Lebanon mengumumkan gencatan senjata parsial antara Hizbullah dan Israel pada Senin (1/6). Langkah ini merupakan de-eskalasi terbatas dari konflik yang telah menewaskan ribuan orang.
Menurut Kedutaan Besar Lebanon di Washington, kesepakatan itu tidak akan mengakhiri konflik di negara tersebut.
>>> AS Bahas Perluasan Pengerahan Senjata Nuklir di Eropa
Namun, Israel diminta menahan diri dari serangan di Beirut dan pinggiran kota yang dikuasai Hizbullah.
Sementara itu, kelompok yang didukung Iran itu akan menghentikan serangannya ke Israel. Namun, permusuhan di Lebanon selatan, yang diinvasi Israel pada Maret, masih berlanjut pada Senin malam.
Pada Selasa dini hari, militer Israel mengatakan mencegat dua proyektil yang melintas dari Lebanon ke Israel utara. Tidak ada laporan korban jiwa.
Peran Trump dan Netanyahu
Presiden AS Donald Trump, yang pertama kali mengumumkan kesepakatan itu, mengatakan Hizbullah melalui perantara berjanji tidak akan menyerang Israel.
Trump juga mengatakan Perdana Menteri Israel Benjamin Netanyahu setuju untuk menarik pasukan yang bersiap menyerang Beirut.
Setelah pengumuman Trump, Netanyahu mengatakan Israel akan melanjutkan operasi militer di Lebanon selatan.
Pasukan darat Israel terus mendorong maju menuju Sungai Zaharani, yang merupakan invasi terdalam mereka dalam 25 tahun.
Anggota parlemen Hizbullah Hassan Fadlallah mengatakan milisi itu akan mendukung gencatan senjata penuh di seluruh Lebanon sebagai langkah awal penarikan pasukan Israel.

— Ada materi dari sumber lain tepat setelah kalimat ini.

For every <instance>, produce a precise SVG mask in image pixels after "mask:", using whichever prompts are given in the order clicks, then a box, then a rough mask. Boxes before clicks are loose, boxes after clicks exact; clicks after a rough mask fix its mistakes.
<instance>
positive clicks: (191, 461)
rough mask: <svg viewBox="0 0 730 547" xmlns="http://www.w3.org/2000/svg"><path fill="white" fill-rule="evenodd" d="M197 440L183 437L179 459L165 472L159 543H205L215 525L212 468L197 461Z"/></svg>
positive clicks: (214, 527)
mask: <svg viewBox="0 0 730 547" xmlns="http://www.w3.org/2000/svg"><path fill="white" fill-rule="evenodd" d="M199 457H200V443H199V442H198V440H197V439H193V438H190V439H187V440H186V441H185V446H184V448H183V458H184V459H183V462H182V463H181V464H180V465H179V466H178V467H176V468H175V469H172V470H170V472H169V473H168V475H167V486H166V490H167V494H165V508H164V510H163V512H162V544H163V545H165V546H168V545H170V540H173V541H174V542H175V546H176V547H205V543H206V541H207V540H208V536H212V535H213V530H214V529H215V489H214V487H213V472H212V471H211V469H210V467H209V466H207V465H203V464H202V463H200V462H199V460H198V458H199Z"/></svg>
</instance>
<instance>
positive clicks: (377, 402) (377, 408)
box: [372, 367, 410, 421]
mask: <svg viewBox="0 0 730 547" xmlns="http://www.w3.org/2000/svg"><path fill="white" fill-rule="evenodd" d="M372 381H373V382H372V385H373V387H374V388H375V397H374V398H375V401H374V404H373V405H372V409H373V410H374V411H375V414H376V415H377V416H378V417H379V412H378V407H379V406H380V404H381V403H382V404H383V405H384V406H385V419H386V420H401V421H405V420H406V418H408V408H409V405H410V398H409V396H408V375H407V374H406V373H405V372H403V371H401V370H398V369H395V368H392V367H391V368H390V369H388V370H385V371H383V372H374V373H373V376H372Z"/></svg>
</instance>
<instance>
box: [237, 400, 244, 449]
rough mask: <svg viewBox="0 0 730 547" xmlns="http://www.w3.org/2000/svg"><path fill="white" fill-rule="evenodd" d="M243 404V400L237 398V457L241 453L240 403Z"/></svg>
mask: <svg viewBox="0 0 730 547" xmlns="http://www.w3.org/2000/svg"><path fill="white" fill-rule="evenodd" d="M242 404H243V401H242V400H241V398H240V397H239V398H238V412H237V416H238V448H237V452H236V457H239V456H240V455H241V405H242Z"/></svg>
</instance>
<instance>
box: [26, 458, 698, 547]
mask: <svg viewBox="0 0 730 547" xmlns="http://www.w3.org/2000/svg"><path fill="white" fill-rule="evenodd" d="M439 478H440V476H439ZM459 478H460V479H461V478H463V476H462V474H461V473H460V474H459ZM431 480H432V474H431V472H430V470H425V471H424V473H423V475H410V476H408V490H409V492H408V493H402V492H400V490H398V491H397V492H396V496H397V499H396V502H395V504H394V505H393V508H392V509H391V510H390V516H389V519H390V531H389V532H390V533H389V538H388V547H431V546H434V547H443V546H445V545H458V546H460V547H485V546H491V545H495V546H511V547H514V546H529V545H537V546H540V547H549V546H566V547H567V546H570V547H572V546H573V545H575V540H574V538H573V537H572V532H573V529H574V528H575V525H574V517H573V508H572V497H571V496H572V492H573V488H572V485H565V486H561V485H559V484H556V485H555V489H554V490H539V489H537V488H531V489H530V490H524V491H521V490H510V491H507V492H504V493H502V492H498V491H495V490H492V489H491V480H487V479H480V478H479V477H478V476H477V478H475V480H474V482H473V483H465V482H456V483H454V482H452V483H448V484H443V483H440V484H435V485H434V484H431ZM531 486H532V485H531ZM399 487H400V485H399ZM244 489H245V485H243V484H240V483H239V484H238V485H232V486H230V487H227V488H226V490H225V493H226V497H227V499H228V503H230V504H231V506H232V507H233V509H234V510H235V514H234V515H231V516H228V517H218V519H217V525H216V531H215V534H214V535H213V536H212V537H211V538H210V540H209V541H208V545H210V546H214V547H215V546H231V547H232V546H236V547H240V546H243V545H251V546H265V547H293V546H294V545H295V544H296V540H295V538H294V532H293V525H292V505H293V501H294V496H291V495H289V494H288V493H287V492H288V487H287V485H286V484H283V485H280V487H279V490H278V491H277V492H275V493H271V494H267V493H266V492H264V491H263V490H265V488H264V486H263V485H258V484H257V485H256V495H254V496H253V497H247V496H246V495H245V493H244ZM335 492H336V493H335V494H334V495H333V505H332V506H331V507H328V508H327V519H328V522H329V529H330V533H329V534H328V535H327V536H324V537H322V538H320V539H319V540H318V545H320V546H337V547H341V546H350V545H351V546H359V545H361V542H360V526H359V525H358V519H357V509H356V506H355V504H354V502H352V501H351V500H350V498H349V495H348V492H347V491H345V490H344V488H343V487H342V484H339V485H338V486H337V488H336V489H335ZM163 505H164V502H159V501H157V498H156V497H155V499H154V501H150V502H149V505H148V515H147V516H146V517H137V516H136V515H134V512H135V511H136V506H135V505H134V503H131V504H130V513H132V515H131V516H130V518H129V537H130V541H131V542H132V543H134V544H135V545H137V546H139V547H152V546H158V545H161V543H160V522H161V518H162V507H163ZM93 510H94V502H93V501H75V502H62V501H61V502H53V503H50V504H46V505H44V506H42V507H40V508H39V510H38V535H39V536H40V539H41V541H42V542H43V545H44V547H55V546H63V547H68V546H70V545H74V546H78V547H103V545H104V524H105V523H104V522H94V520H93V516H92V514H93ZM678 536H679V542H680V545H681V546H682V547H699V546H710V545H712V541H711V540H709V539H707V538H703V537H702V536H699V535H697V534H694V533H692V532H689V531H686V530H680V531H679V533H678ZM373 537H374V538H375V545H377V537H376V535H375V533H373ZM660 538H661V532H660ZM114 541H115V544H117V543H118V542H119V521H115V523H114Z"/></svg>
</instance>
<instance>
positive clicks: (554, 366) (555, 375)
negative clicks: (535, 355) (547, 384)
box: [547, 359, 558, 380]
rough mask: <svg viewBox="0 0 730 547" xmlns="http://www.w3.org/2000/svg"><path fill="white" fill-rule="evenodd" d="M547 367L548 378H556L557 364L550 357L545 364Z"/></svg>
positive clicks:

Ia tidak menyebut apakah kelompok itu akan menghentikan serangan ke wilayah Israel.
Upaya Perluasan Gencatan Senjata
Lebanon mengatakan akan berupaya memperluas gencatan senjata dalam pembicaraan dengan Israel di Washington pada Rabu.
Hal itu bisa membuka jalan bagi upaya baru untuk mengakhiri perang tiga bulan yang dimulai dengan serangan AS dan Israel ke Iran.